Given how badly the figures right at the top of the health service and the members of the Government who are responsible for it dropped the ball when it came to privacy and COVID apps, it's hard to have much faith in them to properly operate centralised systems that hold substantial information about everyone for very generic-sounding purposes like "planning" and "research".
The fact that this particular opt-out can be completed easily online by adults yet requires a parent or guardian to jump through hoops involving filling in PDF forms in order to opt out of sharing sensitive data about a child says a lot about the level of ethics involved here, and none of it is good.
As a final observation, nothing about opting out of this kind of generic, large-scale system precludes participating in legitimate research conducted with appropriate safeguards and ethical standards. Doctors in a certain field may be working with a research group to investigate a particular condition in their field and its treatment, and can forward an invitation to any of their patients who might have that condition explaining the research and asking if the patient would be willing to participate in the research. I've seen one of these, and the information provided was very clear about exactly what data would be shared, what it would be used for, who would have access to it and with what safeguards to prevent unauthorised access, arrangements for destroying it after the research had been completed -- basically everything you'd hope a responsible organisation doing legitimate medical research would be careful about. So the kind of useful research where someone privacy-conscious might still choose to participate for the greater good isn't necessarily undermined by opting out of generic data-sharing consents.
This already routinely done all over the world.
Two things:
Citation needed (sorry).
It should be noted that the NHS is one of the largest, longest, most standardised medical record sets in the world.

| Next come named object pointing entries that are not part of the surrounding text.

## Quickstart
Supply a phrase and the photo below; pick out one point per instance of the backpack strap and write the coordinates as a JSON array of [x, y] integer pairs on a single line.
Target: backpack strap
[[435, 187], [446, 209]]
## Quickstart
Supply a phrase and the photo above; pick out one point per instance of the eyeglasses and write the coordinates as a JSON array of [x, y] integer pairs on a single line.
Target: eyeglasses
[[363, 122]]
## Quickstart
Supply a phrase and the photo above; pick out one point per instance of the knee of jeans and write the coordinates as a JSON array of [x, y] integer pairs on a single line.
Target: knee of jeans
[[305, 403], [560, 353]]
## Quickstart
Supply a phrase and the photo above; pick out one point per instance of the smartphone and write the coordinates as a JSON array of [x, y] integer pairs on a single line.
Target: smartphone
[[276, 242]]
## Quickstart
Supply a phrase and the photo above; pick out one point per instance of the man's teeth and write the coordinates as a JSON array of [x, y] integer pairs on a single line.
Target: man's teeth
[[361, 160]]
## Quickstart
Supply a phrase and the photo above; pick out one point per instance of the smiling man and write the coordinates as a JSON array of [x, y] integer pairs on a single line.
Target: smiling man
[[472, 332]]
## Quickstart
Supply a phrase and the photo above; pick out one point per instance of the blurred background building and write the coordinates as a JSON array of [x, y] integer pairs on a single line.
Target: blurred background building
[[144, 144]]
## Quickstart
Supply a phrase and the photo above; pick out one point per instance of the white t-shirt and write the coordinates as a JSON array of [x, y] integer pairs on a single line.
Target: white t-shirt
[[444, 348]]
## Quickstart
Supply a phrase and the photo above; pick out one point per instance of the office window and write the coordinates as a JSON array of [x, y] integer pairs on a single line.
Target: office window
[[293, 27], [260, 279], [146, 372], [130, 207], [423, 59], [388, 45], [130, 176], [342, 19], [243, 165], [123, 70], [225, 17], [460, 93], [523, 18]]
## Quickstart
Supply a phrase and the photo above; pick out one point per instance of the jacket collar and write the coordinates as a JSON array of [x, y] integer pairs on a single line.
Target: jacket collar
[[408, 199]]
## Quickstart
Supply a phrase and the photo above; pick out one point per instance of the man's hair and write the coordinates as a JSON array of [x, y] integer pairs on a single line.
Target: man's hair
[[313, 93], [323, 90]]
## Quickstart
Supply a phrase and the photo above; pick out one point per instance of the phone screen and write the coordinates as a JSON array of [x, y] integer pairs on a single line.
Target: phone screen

This is because it's for the whole (67m person) country, and because the NHS is so old records are old and centralised to a degree you don't see in private-healthcare, federal or smaller countries. That makes this of interest imho.
The NHS DBs have been used for really good medical research in the past (exactly because of the reasons above). That's fine. Buts it's different to just sharing the data with anyone...
Because most countries don't run a national healthcare system; this is data collection by the state (not a private company) and should be treated accordingly.
But then again, the State is part of the Five Eyes, so there’s not much to expect in terms of privacy anyway.